Let there be \(\mathfrak{B}\in \mathbb{N}\) units of δt in Δτ̅. For temporal continuity between the timescales, the number of new transmission after one compound generation in the transmissible timescale must equal the new transmissions after \(\mathfrak{B}\) generations in the rhythmic timescale. Alternatively, the new infections after \(\mathfrak{B}\delta t\) in the rhythmic timescale are the same as after Δτ̅ in the transmissible timescale [52]. The temporal continuity condition can be formalised as

$$\begin{aligned} {}_{\tau}T(t+ \Delta \overline{\tau}) - {}_{\tau}T(t) = {}_{\rho}T(t + \mathfrak{B}\delta t) -{}_{\rho}T(t)\quad \forall t, \end{aligned}$$

where ρ identifies the rhythmic timescale. Using a binomial expansion to enforce continuity, the transmissible timescale ODE system (5) reduces to

$$\begin{aligned}& {}_{\rho}\dot{S}(t) = - \sqrt[\mathfrak{B}]{\beta _{A}\rho _{n}^{2}N} \frac{S(t) T(t)}{N(\mathbf{x})}, \\& {}_{\rho}\dot{T}(t) = \sqrt[\mathfrak{B}]{\beta _{A} \rho _{n}^{2}N} \frac{S(t) T(t)}{N(\mathbf{x})} - \sqrt[ \mathfrak{B}]{{}_{\tau}\alpha } T(t), \\& {}_{\rho}\dot{R}(t) = \sqrt[\mathfrak{B}]{{}_{\tau} \alpha } T(t) \end{aligned}$$

in the rhythmic timescale [52], where τα is the infection frequency in the transmissible timescale. The HI-STR model’s rhythmic timescale basic reproduction number for SIP z is then [52, 246]

$$ {}_{\rho}^{z}\mathcal{R}_{0} = \sqrt[\mathfrak{B}]{\frac{\beta _{A} \,\times \, {}^{z}\rho _{n}^{2} \,\times \, {}^{z}N}{{}_{\tau}\alpha}}. $$
(6)

Both \(\beta _{A}\) and τα are dependent on social behaviour, which may be cultural [47, 57, 247]. These are assumed constant for populations with SSSB. There is a subtle difference between Böckh’s \(\mathcal{R}_{0}\) and its rhythmic timescale equivalent \({}_{\rho}\mathcal{R}_{0}\). The former only counts new infections in the second generation, whereas the latter also counts new infections in subsequent generations, provided that they are infected in the primary host’s transmissible period. Nevertheless, these are used interchangeably here [52]. Equation (6) is recognised as the geometric mean of the \(\mathcal{R}_{0}\)s for the \(\mathfrak{B}\) generations in the rhythmic timescale that constitute a compound generation in the transmissible timescale.

Dividing Equation (6) for SIP z by the same for SIP y with SSSB derives

$$ \frac{{}^{z}\mathcal{R}_{0}}{{}^{y}\mathcal{R}_{0}} = \sqrt[\mathfrak{B}]{\frac{{}^{z}\rho _{n}^{2}\,\times \,{}^{z}N}{{}^{y}\rho _{n}^{2}\,\times \,{}^{y}N}} $$

– the origin of Equation (1).
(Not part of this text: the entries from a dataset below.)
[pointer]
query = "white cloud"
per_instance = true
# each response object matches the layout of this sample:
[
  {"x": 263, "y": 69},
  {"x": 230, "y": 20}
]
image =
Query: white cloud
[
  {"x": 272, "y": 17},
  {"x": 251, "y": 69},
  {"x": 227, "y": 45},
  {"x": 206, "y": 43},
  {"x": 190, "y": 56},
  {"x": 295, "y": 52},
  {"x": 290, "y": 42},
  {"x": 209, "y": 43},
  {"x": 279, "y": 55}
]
It is assumed that the anglophone UK and USA have similar concepts of personal space and familiarity with an associated hierarchy of physical interaction rituals [248] such that Equation (1) applies. A metric for SSSB was not identified. Conceivably, host social behaviour could be sufficiently similar across all SIPs. In this case, Equation (1) is a universal scaling law (independent of social behaviour) and should be compared with Cardoso and Gonçalves’ universal scaling law [22] obtained by regression. The UK and USA were selected to increase the likelihood of a successful validation. From Fig. 3, projection should provide the states most connected to the UK an additional week to prepare based on \(\widetilde{\mathcal{R}}_{0}\). The ancestral SARS-CoV2 pathogen was selected because transmission dynamics data were available; there was no interference from VOCs, and the ICL group used the same \(\mathcal{R}_{0}\) estimation method for the ancestral SARS-CoV2 in both the USA and the UK.

The ICL group’s statistical estimates of \(\mathcal{R}_{0}\) for the wild-type SARS-CoV2 in the UK and the states of the USA are used to validate the HI-STR’s projection from the UK to these USA states. The ICL group estimated the ancestral SARS-CoV2’s \(\widehat{\mathcal{R}}_{0}\) for the UK [211] and the individual states of the USA [219] by counting a proxy – reported mortality. For the UK, estimates counted reported COVID-19 deaths from February 2020 to 4 May 2020 [211]. The USA estimates extend the UK method by counting \(100{,}506\) deaths and \(479{,}422\) cases due to COVID-19 from 11 May 2020 to 1 June 2020 for each state [219]. Their semi-mechanistic Bayesian hierarchical model is sensitive to the generation interval [211], but a gamma distribution with mode 6.5 days was used in their \(\widehat{\mathcal{R}}_{0}\) for both the UK and the USA’s states. Consequently, biases introduced by different field and estimation methods are avoided.

From Equation (1),

$$ {}^{z}\widetilde{\mathcal{R}}_{0} = \sqrt[\mathfrak{B}]{\frac{{}^{z}\hat{\rho}_{n}^{2}\,\times \,{}^{z}\widehat{N}}{{}^{UK}\hat{\rho}_{n}^{2}\,\times \,{}^{UK}\widehat{N}}} \times{}^{UK}\widehat{ \mathcal{R}}_{0}. $$
(7)

The paired Student t-test is used to compare the USA basic reproduction number estimate for state z \(( {}^{z}\widehat{\mathcal{R}}_{0} )\) [219] to the UK’s projection on z \(( {}^{z}\widetilde{\mathcal{R}}_{0} )\).

Fortuitously, the UK and USA subsequently embarked on similar COVID-19 interventions [247]. Thus, having demonstrated that projection can be performed between the UK and the USA’s states, a contender VOC – common to the UK and USA – that rapidly replaced an incumbent was selected to demonstrate that projection could be applied to a VOC. For this implementation of projection, rapid replacement (minimal mixing) is required to ensure that the SARS-CoV2 family’s reproduction number \(\widehat{\mathcal{R}}(t)\) estimated when the VOC contender emerges at \(t = t_{0}\) represents that VOC’s \(\widehat{\mathcal{R}}_{0}\). The Delta (B.1.617.2) variant was selected because it replaced the incumbent Alpha (B.1.1.7) variant in both the UK [32, 249] and the USA [35, 47, 250] within a month as described in Appendix D.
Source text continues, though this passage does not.